No, something much more than that was very, very wrong.
“We need to go down to the beach for this,” Thalassa said. “Bring that bag there with you please.”
The bag felt like it was full of rocks, but Charley knew better than to complain, swinging it over her shoulder and following Thalassa down the path. There was nothing that separated the coastal road from the beach; tarmac gave way to uneven rocks and then a wide expanse of sand. Charley spread out her free arm to help her balance as they climbed down, seeing the usefulness of Thalassa’s staff.
The day was grey but dry, the sand more a dusty pale brown than golden. The waves seemed tipped with an unpleasant-smelling foam, and seaweed was smeared on the rocks. Over in the distance, Charley could see some figures – an adult and two children – walking over the rocks, and a single car went past, but otherwise, there was little sign of life. Thalassa nodded to Charley who, relieved, placed the bag on the sand.
Thalassa moved with the staff, creating vast lines in the sand, great sweeping motions that read almost like a dance to Charley. One circle with a symbol in it, like an ancient letter, and then another.

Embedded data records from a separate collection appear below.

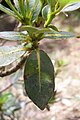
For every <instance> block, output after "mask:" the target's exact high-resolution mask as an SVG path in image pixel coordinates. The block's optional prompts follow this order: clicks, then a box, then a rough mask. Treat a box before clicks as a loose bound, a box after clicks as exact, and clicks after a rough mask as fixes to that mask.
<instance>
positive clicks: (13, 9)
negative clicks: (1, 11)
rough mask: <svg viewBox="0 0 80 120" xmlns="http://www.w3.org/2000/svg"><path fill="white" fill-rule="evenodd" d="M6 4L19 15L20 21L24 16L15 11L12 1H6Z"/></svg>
mask: <svg viewBox="0 0 80 120" xmlns="http://www.w3.org/2000/svg"><path fill="white" fill-rule="evenodd" d="M5 1H6V3H7V4H8V5H9V7H10V8H11V9H12V10H13V11H14V13H15V14H16V15H17V17H18V19H20V20H21V19H22V15H21V14H20V13H19V11H17V10H16V9H15V7H14V6H13V4H12V3H11V0H5Z"/></svg>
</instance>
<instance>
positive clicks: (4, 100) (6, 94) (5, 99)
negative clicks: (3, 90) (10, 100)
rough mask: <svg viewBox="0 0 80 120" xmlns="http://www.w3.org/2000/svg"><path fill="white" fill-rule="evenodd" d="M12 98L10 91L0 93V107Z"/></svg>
mask: <svg viewBox="0 0 80 120" xmlns="http://www.w3.org/2000/svg"><path fill="white" fill-rule="evenodd" d="M12 98H13V95H12V94H11V93H5V94H2V95H0V108H1V107H2V105H3V104H5V103H6V102H7V101H8V100H11V99H12Z"/></svg>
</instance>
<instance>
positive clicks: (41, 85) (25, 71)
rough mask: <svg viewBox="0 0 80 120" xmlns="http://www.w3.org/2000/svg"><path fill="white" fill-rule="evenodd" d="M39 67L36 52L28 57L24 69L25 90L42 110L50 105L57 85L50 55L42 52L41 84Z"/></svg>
mask: <svg viewBox="0 0 80 120" xmlns="http://www.w3.org/2000/svg"><path fill="white" fill-rule="evenodd" d="M38 69H39V66H38V58H37V52H36V50H34V51H33V52H32V53H31V55H30V56H29V57H28V59H27V61H26V63H25V68H24V84H25V90H26V92H27V94H28V96H29V98H30V99H31V100H32V101H33V102H34V104H36V105H37V106H38V107H39V108H40V109H41V110H43V109H44V108H45V107H46V105H47V104H48V101H49V99H50V98H51V97H52V95H53V92H54V88H55V83H54V67H53V64H52V62H51V60H50V58H49V57H48V55H47V54H46V53H45V52H44V51H42V50H40V82H41V89H40V85H39V84H40V82H39V73H38V72H39V70H38Z"/></svg>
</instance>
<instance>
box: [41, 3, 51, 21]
mask: <svg viewBox="0 0 80 120" xmlns="http://www.w3.org/2000/svg"><path fill="white" fill-rule="evenodd" d="M49 13H50V6H49V5H46V6H45V7H44V8H43V9H42V17H43V18H44V19H45V20H47V18H48V15H49Z"/></svg>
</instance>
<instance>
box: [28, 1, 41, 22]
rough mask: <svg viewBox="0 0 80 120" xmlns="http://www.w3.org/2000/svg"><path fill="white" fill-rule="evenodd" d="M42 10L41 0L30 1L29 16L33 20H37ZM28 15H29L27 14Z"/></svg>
mask: <svg viewBox="0 0 80 120" xmlns="http://www.w3.org/2000/svg"><path fill="white" fill-rule="evenodd" d="M40 10H41V2H40V0H30V1H29V17H30V20H31V21H33V22H34V21H35V20H36V19H37V17H38V15H39V13H40ZM27 17H28V16H27Z"/></svg>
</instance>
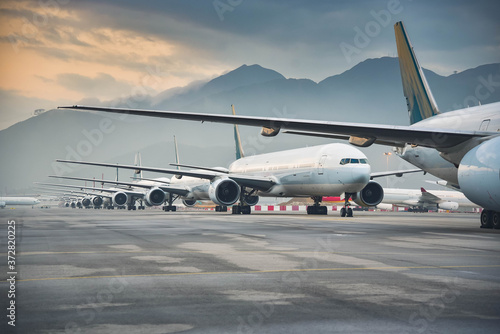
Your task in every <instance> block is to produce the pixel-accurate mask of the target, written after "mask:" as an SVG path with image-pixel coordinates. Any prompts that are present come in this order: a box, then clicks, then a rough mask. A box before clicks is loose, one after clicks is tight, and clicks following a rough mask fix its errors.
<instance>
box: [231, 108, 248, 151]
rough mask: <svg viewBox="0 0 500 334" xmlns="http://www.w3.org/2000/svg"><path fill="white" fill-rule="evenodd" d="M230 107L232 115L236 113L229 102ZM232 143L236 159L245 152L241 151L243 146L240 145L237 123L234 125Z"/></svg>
mask: <svg viewBox="0 0 500 334" xmlns="http://www.w3.org/2000/svg"><path fill="white" fill-rule="evenodd" d="M231 108H232V109H233V115H236V113H235V112H234V105H233V104H231ZM234 143H235V145H236V160H238V159H241V158H244V157H245V153H244V152H243V147H242V146H241V137H240V129H238V124H235V125H234Z"/></svg>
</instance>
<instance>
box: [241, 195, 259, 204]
mask: <svg viewBox="0 0 500 334" xmlns="http://www.w3.org/2000/svg"><path fill="white" fill-rule="evenodd" d="M243 201H244V202H245V203H246V204H248V205H250V206H254V205H256V204H257V203H259V196H253V195H251V196H248V195H245V196H243Z"/></svg>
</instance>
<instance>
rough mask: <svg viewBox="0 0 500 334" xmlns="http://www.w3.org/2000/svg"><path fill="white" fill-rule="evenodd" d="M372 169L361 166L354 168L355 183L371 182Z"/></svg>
mask: <svg viewBox="0 0 500 334" xmlns="http://www.w3.org/2000/svg"><path fill="white" fill-rule="evenodd" d="M370 172H371V170H370V167H369V166H360V168H353V170H352V179H353V182H354V183H364V184H366V183H368V181H370Z"/></svg>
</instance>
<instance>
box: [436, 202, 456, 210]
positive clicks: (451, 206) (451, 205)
mask: <svg viewBox="0 0 500 334" xmlns="http://www.w3.org/2000/svg"><path fill="white" fill-rule="evenodd" d="M438 208H440V209H443V210H457V209H458V203H457V202H444V203H439V205H438Z"/></svg>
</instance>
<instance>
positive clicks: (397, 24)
mask: <svg viewBox="0 0 500 334" xmlns="http://www.w3.org/2000/svg"><path fill="white" fill-rule="evenodd" d="M394 31H395V33H396V45H397V49H398V57H399V68H400V70H401V79H402V81H403V93H404V96H405V97H406V105H407V107H408V113H409V116H410V124H414V123H417V122H420V121H421V120H424V119H426V118H429V117H432V116H435V115H437V114H439V109H438V106H437V104H436V101H435V100H434V96H432V92H431V90H430V88H429V85H428V84H427V80H426V79H425V76H424V73H423V71H422V68H421V67H420V64H419V63H418V60H417V57H416V56H415V52H414V50H413V47H412V45H411V42H410V39H409V38H408V35H407V33H406V29H405V27H404V25H403V22H397V23H396V24H395V25H394Z"/></svg>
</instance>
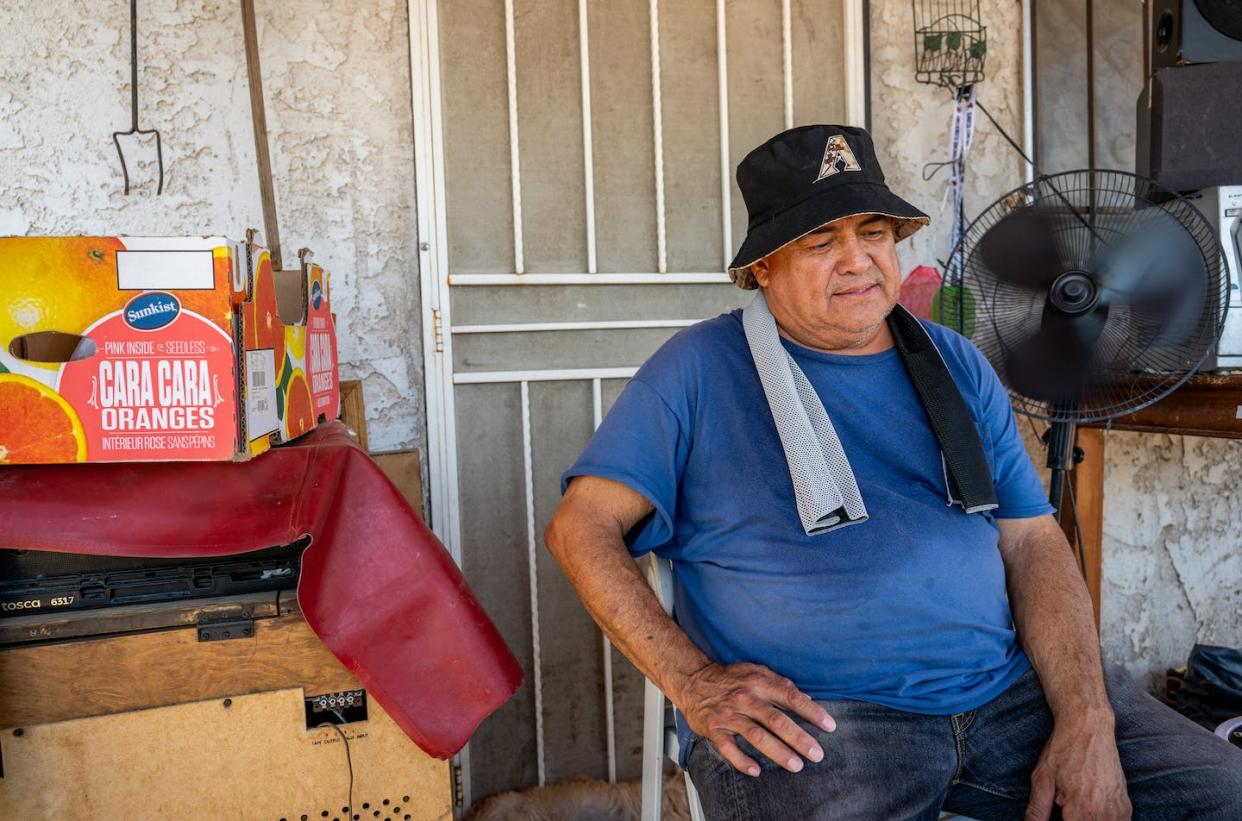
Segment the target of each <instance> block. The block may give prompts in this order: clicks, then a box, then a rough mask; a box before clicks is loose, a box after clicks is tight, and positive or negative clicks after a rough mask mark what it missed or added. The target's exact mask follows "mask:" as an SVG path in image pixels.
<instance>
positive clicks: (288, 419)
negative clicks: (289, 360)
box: [283, 370, 315, 441]
mask: <svg viewBox="0 0 1242 821" xmlns="http://www.w3.org/2000/svg"><path fill="white" fill-rule="evenodd" d="M314 424H315V416H314V404H313V402H312V401H311V386H309V385H307V378H306V374H303V373H302V371H301V370H294V371H293V375H292V376H289V384H288V388H286V389H284V422H283V427H284V441H289V440H292V438H296V437H298V436H302V435H303V433H306V432H307V431H308V430H311V429H312V427H314Z"/></svg>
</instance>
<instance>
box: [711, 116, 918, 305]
mask: <svg viewBox="0 0 1242 821" xmlns="http://www.w3.org/2000/svg"><path fill="white" fill-rule="evenodd" d="M738 188H740V189H741V199H743V200H745V202H746V212H748V215H749V217H750V220H749V224H748V226H746V238H745V240H743V242H741V247H740V248H739V250H738V256H735V257H734V258H733V262H732V263H730V265H729V276H730V277H732V278H733V281H734V282H735V283H737V284H738V286H739V287H741V288H746V289H748V291H749V289H753V288H758V287H759V283H756V282H755V276H754V274H753V273H751V272H750V266H751V265H753V263H754V262H758V261H759V260H763V258H764V257H766V256H768V255H769V253H771V252H773V251H776V250H779V248H781V247H784V246H786V245H789V243H790V242H792V241H795V240H797V238H800V237H804V236H806V235H807V234H810V232H811V231H814V230H816V229H817V227H820V226H821V225H826V224H828V222H832V221H833V220H840V219H842V217H847V216H857V215H858V214H883V215H884V216H891V217H893V219H894V221H895V224H897V238H898V240H904V238H905V237H908V236H910V235H912V234H914V232H915V231H918V230H919V229H922V227H923V226H924V225H927V224H928V222H930V220H929V219H928V215H927V214H924V212H923V211H920V210H918V209H917V207H914V206H913V205H910V204H909V202H907V201H905V200H903V199H902V197H899V196H897V195H895V194H893V193H892V191H889V190H888V186H887V185H886V184H884V171H883V170H881V168H879V161H878V160H877V159H876V148H874V147H873V145H872V142H871V134H868V133H867V132H866V130H863V129H861V128H851V127H848V125H802V127H801V128H791V129H790V130H787V132H781V133H780V134H777V135H776V137H773V138H771V139H770V140H768V142H766V143H764V144H763V145H760V147H759V148H756V149H755V150H753V152H750V153H749V154H746V156H745V158H744V159H743V160H741V161H740V163H739V164H738Z"/></svg>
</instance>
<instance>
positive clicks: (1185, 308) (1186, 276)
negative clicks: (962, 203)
mask: <svg viewBox="0 0 1242 821" xmlns="http://www.w3.org/2000/svg"><path fill="white" fill-rule="evenodd" d="M948 271H949V273H948V274H946V277H945V282H944V286H943V287H941V291H940V293H939V298H938V299H936V304H935V306H933V319H935V320H936V322H940V323H943V324H945V325H949V327H950V328H954V329H955V330H958V332H959V333H963V334H964V335H966V337H968V338H970V339H971V342H974V343H975V345H977V347H979V349H980V350H981V352H982V353H984V355H985V356H986V358H987V360H989V361H990V363H991V364H992V366H994V368H995V369H996V373H997V374H999V375H1000V379H1001V381H1002V383H1004V384H1005V386H1006V388H1007V389H1009V392H1010V397H1011V400H1012V402H1013V409H1015V410H1016V411H1018V412H1021V414H1025V415H1027V416H1032V417H1036V419H1043V420H1047V421H1049V422H1051V424H1052V425H1051V429H1049V437H1048V468H1049V469H1051V471H1052V473H1051V482H1049V494H1048V496H1049V499H1051V502H1052V506H1053V507H1054V508H1057V510H1058V517H1059V515H1061V501H1062V483H1063V479H1064V472H1066V469H1067V468H1068V466H1069V460H1071V447H1072V442H1073V427H1074V425H1076V424H1081V422H1099V421H1104V420H1109V419H1112V417H1114V416H1120V415H1123V414H1129V412H1133V411H1136V410H1139V409H1141V407H1146V406H1148V405H1150V404H1153V402H1155V401H1158V400H1160V399H1163V397H1164V396H1166V395H1167V394H1170V392H1171V391H1174V390H1175V389H1176V388H1177V386H1179V385H1181V384H1182V383H1184V381H1186V380H1187V379H1189V378H1190V375H1191V374H1194V373H1195V370H1197V369H1199V368H1200V366H1201V365H1202V364H1203V360H1205V359H1206V358H1207V356H1208V354H1211V353H1212V352H1213V350H1215V348H1216V343H1217V340H1218V338H1220V335H1221V329H1222V328H1223V324H1225V312H1226V311H1227V308H1228V288H1230V277H1228V270H1227V266H1226V262H1225V258H1223V255H1222V253H1221V246H1220V242H1218V240H1217V236H1216V231H1215V230H1213V227H1212V226H1211V224H1210V222H1208V221H1207V220H1206V219H1205V217H1203V216H1202V215H1201V214H1200V212H1199V211H1197V210H1196V209H1195V207H1194V206H1192V205H1191V204H1190V202H1187V201H1186V200H1184V199H1182V197H1180V196H1179V195H1176V194H1174V193H1172V191H1169V190H1166V189H1164V188H1161V186H1160V185H1158V184H1156V183H1153V181H1151V180H1148V179H1145V178H1141V176H1135V175H1134V174H1128V173H1124V171H1110V170H1095V171H1087V170H1082V171H1068V173H1064V174H1056V175H1052V176H1041V178H1038V179H1036V180H1035V181H1032V183H1030V184H1027V185H1023V186H1021V188H1017V189H1015V190H1013V191H1011V193H1009V194H1007V195H1005V196H1002V197H1001V199H999V200H997V201H996V202H994V204H992V205H991V206H989V207H987V209H986V210H985V211H984V212H982V214H981V215H980V216H979V217H977V219H976V220H975V221H974V222H972V224H971V225H970V226H969V227H968V229H966V232H965V234H964V235H963V237H961V241H960V242H959V243H958V247H956V248H955V250H954V256H953V258H951V261H950V265H949V266H948Z"/></svg>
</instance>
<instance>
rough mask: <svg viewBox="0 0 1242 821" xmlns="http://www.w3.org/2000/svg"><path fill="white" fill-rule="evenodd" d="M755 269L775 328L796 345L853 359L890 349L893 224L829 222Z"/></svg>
mask: <svg viewBox="0 0 1242 821" xmlns="http://www.w3.org/2000/svg"><path fill="white" fill-rule="evenodd" d="M753 271H754V274H755V279H756V281H758V282H759V284H760V286H763V288H764V293H765V297H766V298H768V307H769V308H770V309H771V312H773V315H774V317H775V318H776V323H777V324H779V325H780V328H781V330H782V332H785V334H786V335H787V337H790V338H791V339H792V340H794V342H796V343H799V344H801V345H805V347H807V348H815V349H817V350H828V352H840V353H858V354H862V353H874V352H877V350H884V349H887V348H888V347H889V345H892V338H891V335H889V334H888V325H887V324H884V317H887V315H888V312H889V311H892V309H893V306H895V304H897V297H898V292H899V289H900V283H902V274H900V268H899V266H898V262H897V237H895V235H894V230H893V220H892V219H889V217H887V216H879V215H874V214H861V215H858V216H847V217H842V219H840V220H836V221H833V222H828V224H827V225H825V226H823V227H820V229H817V230H815V231H812V232H811V234H807V235H806V236H804V237H802V238H800V240H795V241H794V242H791V243H789V245H786V246H785V247H782V248H780V250H777V251H775V252H773V253H771V255H769V256H768V257H765V258H763V260H760V261H759V262H756V263H755V265H754V267H753Z"/></svg>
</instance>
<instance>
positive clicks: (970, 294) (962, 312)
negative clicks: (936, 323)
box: [931, 286, 975, 339]
mask: <svg viewBox="0 0 1242 821" xmlns="http://www.w3.org/2000/svg"><path fill="white" fill-rule="evenodd" d="M931 320H933V322H938V323H940V324H941V325H944V327H946V328H953V329H954V330H956V332H958V333H960V334H961V335H963V337H965V338H966V339H971V338H972V337H974V335H975V294H972V293H970V291H965V289H963V288H961V286H940V289H939V291H938V292H936V293H935V296H933V297H931Z"/></svg>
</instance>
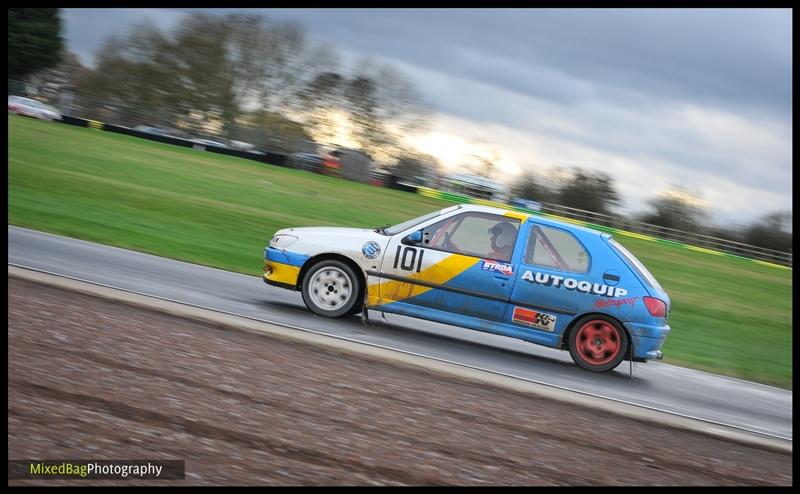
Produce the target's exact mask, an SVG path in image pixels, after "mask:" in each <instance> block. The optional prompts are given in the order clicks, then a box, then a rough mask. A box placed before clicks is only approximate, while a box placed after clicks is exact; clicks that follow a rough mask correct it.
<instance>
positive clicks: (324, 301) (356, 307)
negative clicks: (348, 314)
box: [303, 260, 361, 317]
mask: <svg viewBox="0 0 800 494" xmlns="http://www.w3.org/2000/svg"><path fill="white" fill-rule="evenodd" d="M360 299H361V282H360V279H359V278H358V276H357V275H356V273H355V272H353V269H352V268H351V267H350V266H348V265H347V264H345V263H343V262H341V261H336V260H327V261H321V262H319V263H317V264H315V265H314V266H312V267H311V269H309V270H308V273H306V275H305V277H304V278H303V302H305V304H306V307H308V308H309V309H310V310H311V312H313V313H315V314H317V315H320V316H324V317H341V316H344V315H348V314H353V313H354V312H353V311H354V310H356V309H358V307H357V303H358V301H359V300H360Z"/></svg>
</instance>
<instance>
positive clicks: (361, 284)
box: [294, 252, 367, 295]
mask: <svg viewBox="0 0 800 494" xmlns="http://www.w3.org/2000/svg"><path fill="white" fill-rule="evenodd" d="M327 260H334V261H341V262H344V263H345V264H347V265H348V266H350V267H351V268H352V269H353V272H354V273H356V275H357V276H358V277H359V281H360V282H361V285H362V286H361V288H362V291H365V290H366V286H367V274H366V273H365V272H364V269H363V268H362V267H361V266H359V265H358V263H357V262H355V261H354V260H353V259H351V258H349V257H347V256H346V255H344V254H336V253H330V252H327V253H324V254H317V255H316V256H313V257H310V258H309V259H308V260H306V262H305V263H303V267H302V268H300V273H299V274H298V275H297V283H296V284H295V287H294V289H295V291H300V290H302V289H303V278H305V276H306V273H308V270H309V269H311V268H312V267H313V266H314V265H315V264H317V263H319V262H321V261H327ZM361 295H363V294H361Z"/></svg>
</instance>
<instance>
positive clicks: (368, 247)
mask: <svg viewBox="0 0 800 494" xmlns="http://www.w3.org/2000/svg"><path fill="white" fill-rule="evenodd" d="M361 253H362V254H364V257H366V258H367V259H375V258H376V257H378V254H380V253H381V246H380V245H379V244H378V242H375V241H372V240H370V241H369V242H367V243H365V244H364V245H363V246H362V247H361Z"/></svg>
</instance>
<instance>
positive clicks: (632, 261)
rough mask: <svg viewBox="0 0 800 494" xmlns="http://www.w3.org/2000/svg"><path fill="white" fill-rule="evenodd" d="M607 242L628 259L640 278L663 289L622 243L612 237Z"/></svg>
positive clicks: (620, 253)
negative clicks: (641, 278) (607, 241)
mask: <svg viewBox="0 0 800 494" xmlns="http://www.w3.org/2000/svg"><path fill="white" fill-rule="evenodd" d="M608 243H610V244H611V246H612V247H614V249H616V251H617V252H619V253H620V254H622V257H624V258H625V259H626V260H627V261H628V264H630V265H631V267H632V268H634V269H635V270H636V271H638V272H639V275H640V276H641V277H642V278H644V279H645V280H646V281H647V283H649V284H650V286H651V287H653V288H655V289H656V290H659V291H662V292H663V291H664V289H663V288H661V285H660V284H659V283H658V281H657V280H656V278H655V276H653V275H652V274H651V273H650V271H648V270H647V268H646V267H644V264H642V263H641V261H639V259H636V256H634V255H633V254H631V252H630V251H629V250H628V249H626V248H625V247H623V246H622V244H620V243H618V242H617V241H616V240H614V239H613V238H610V239H608Z"/></svg>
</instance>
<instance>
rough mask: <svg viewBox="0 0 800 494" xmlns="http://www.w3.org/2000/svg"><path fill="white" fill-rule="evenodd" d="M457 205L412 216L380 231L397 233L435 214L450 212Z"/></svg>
mask: <svg viewBox="0 0 800 494" xmlns="http://www.w3.org/2000/svg"><path fill="white" fill-rule="evenodd" d="M459 207H460V206H453V207H449V208H445V209H440V210H439V211H434V212H432V213H428V214H426V215H424V216H420V217H418V218H412V219H410V220H408V221H404V222H402V223H400V224H398V225H395V226H393V227H390V228H384V229H382V231H383V232H384V233H385V234H386V235H397V234H398V233H400V232H403V231H405V230H408V229H409V228H413V227H414V226H416V225H419V224H420V223H422V222H424V221H428V220H429V219H431V218H436V217H437V216H441V215H443V214H445V213H448V212H450V211H452V210H454V209H457V208H459Z"/></svg>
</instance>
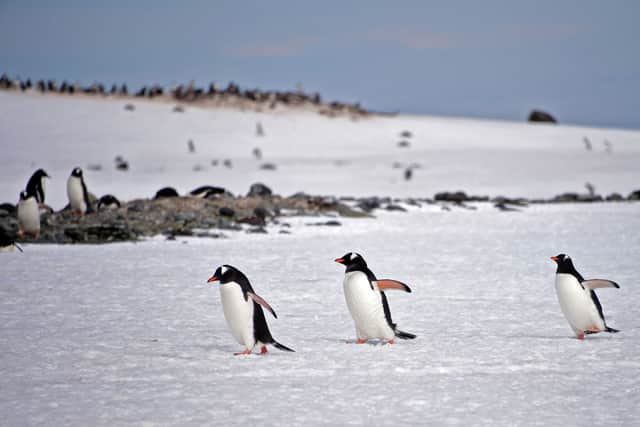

“The good thing is that water holds a memory of magic that has been worked in or on it. And that thing with the sea water in your sister’s room – I don’t quite know what went on, but I’m confident it wasn’t some joker dragging a couple of buckets up the path.”
“Memory like homeopathy?” asked Charley, squinting in the daylight. She instantly panicked that she’d said the wrong thing.
“So, interestingly, the water memory isn’t the most dubious part of homeopathy. That’s solid, if you have a magic worker be part of it, which most of these charlatans don’t. The like-cures-like thing is much more suspicious – arguable for a minority of conditions, but hardly a universal principle. Open the bag.”